The discussion consentrated on implementation issues: How to ensure the programs would be known and available to the key users and the speech community at large.

Anticipated Follow-on work.

For follow-ups we discussed 3 dimensions:

  1. Improve what we have done (improve the spellcheckers)
  2. Extend the work to new domains (e.g. grammar checkers)
  3. Extend the work to new languages.

Improve what we have done (improve the spellcheckers)

Key issues here would be

Even though the spellers will be more than good enough to be helpful, they are still not good enough (if people would have to pay for it they would have filed complaints).

Extend the work to new domains (e.g. grammar checkers)

In general, proofing tools have two target groups: Fluent speakers/writers and learners (revitalisers). For majority languages and even for large minority languages the former group is dominant, whereas especially for indigenous languages the latter group is large and in some cases dominant.
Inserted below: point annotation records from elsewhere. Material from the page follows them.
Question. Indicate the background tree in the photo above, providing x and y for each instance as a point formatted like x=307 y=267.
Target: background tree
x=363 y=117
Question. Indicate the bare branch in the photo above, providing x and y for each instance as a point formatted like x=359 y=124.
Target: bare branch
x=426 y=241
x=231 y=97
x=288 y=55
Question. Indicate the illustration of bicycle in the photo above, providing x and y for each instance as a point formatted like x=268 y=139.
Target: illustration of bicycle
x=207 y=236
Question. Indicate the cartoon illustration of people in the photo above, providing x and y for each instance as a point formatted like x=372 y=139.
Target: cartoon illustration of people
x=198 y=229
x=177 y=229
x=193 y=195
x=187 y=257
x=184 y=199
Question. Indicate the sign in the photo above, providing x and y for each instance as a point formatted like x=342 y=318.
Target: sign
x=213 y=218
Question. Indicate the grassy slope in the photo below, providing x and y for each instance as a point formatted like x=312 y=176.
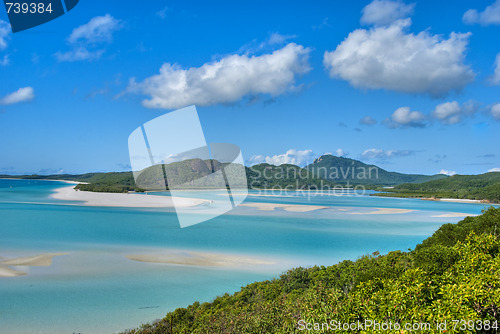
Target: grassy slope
x=480 y=187
x=454 y=274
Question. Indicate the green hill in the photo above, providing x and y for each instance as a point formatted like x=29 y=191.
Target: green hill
x=287 y=175
x=345 y=170
x=453 y=277
x=479 y=187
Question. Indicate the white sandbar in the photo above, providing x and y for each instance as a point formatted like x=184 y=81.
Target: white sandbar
x=286 y=207
x=123 y=200
x=383 y=211
x=192 y=258
x=42 y=260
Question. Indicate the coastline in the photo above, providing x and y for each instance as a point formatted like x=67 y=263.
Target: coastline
x=123 y=200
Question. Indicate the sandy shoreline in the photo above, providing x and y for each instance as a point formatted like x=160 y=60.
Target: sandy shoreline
x=286 y=207
x=192 y=258
x=455 y=215
x=41 y=260
x=454 y=200
x=383 y=211
x=123 y=200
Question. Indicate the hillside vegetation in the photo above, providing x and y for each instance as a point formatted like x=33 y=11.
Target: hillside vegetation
x=344 y=170
x=480 y=187
x=452 y=275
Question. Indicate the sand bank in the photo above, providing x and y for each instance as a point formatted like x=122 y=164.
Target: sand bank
x=191 y=258
x=9 y=272
x=455 y=200
x=383 y=211
x=286 y=207
x=454 y=215
x=123 y=200
x=42 y=260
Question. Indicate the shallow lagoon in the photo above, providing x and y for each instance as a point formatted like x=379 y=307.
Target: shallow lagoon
x=96 y=289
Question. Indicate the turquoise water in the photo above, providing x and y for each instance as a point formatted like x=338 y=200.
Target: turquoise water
x=96 y=289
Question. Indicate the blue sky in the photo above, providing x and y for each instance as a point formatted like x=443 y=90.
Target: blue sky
x=410 y=86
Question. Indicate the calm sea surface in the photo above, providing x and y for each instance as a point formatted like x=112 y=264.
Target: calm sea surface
x=96 y=289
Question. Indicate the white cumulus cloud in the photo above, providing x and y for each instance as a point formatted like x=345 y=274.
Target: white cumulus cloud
x=389 y=57
x=491 y=15
x=404 y=117
x=383 y=12
x=447 y=172
x=4 y=34
x=88 y=41
x=225 y=81
x=452 y=112
x=378 y=154
x=341 y=153
x=292 y=156
x=21 y=95
x=368 y=120
x=496 y=75
x=495 y=111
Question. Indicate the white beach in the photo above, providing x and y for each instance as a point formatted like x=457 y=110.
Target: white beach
x=454 y=215
x=382 y=211
x=286 y=207
x=9 y=272
x=192 y=258
x=123 y=200
x=41 y=260
x=454 y=200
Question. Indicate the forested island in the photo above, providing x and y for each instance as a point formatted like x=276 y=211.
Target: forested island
x=325 y=173
x=452 y=276
x=485 y=187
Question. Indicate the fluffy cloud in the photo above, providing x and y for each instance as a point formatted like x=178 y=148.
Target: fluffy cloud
x=495 y=111
x=404 y=117
x=496 y=76
x=225 y=81
x=21 y=95
x=378 y=154
x=5 y=60
x=88 y=41
x=367 y=120
x=388 y=57
x=491 y=15
x=295 y=157
x=383 y=12
x=447 y=172
x=4 y=34
x=162 y=13
x=452 y=113
x=341 y=153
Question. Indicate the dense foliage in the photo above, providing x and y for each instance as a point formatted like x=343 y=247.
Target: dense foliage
x=327 y=172
x=452 y=275
x=343 y=170
x=480 y=187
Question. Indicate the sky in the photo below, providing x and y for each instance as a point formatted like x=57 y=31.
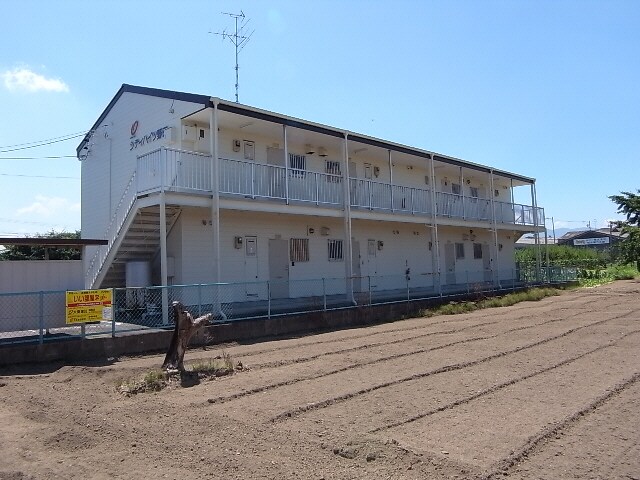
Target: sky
x=549 y=89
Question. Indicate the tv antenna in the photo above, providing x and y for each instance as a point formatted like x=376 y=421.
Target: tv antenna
x=239 y=38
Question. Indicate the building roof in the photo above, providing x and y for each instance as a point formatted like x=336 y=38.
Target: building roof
x=208 y=102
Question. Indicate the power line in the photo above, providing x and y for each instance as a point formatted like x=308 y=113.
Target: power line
x=37 y=176
x=38 y=158
x=42 y=143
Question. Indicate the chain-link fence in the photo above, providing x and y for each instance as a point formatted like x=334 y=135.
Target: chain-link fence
x=40 y=316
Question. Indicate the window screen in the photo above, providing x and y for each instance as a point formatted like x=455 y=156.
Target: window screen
x=335 y=250
x=299 y=249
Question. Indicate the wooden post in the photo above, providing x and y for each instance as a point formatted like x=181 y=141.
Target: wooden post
x=185 y=327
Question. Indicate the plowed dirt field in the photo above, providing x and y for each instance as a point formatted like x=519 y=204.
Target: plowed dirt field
x=542 y=390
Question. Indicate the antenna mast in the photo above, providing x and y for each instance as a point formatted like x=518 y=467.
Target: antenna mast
x=238 y=39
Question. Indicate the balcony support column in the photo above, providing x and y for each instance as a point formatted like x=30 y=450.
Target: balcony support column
x=390 y=179
x=348 y=251
x=286 y=163
x=435 y=242
x=494 y=228
x=534 y=203
x=163 y=258
x=462 y=193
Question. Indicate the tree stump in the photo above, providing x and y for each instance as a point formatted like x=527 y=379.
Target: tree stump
x=185 y=327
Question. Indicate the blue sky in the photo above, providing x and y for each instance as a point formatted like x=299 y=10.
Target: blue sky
x=547 y=89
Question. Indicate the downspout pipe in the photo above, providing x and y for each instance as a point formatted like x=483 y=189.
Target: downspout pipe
x=347 y=222
x=215 y=200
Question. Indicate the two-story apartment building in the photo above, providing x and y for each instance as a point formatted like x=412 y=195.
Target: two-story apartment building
x=194 y=189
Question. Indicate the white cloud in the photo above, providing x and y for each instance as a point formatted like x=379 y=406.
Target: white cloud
x=49 y=207
x=22 y=78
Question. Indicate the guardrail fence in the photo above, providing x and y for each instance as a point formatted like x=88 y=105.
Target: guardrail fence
x=40 y=316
This latter group will, in addition to a spellchecker, need a grammar checker, a program that not only finds typographical errors in words but also find words spelled correctly but used wrong, in the wrong case or person form, etc.

In order to make it possible to use minority languages, dictinary and terminology projects are also important.

(For completeness: A further topic, not mentioned in the meeting, is speech technology, both synthetic speech and speech recognition)

Extend the work to new languages.

We discussed the role of locomotive languages as well as the possibility of extention.

The two languages of this project in essence function as locomotives, showing what is possible for languages with few (Mansi) and very few (Kildin Saami) resources.

The project is still conducted in a neutral and open context (github.com), and can thus be ported to other languages. There are, in fact already grammatical models (of various quality) for several RAIPON languages, e.g. Nenets, Evenki and Chukchi. Also languages for with the grammatical groundwork has been done may be turned into machine-readable grammatical models.

Next meeting

There will not be meetings in September. After that we will have separate meetings in October, but try to get a physical meeting in Helsinki during SAALS for the ones attending there.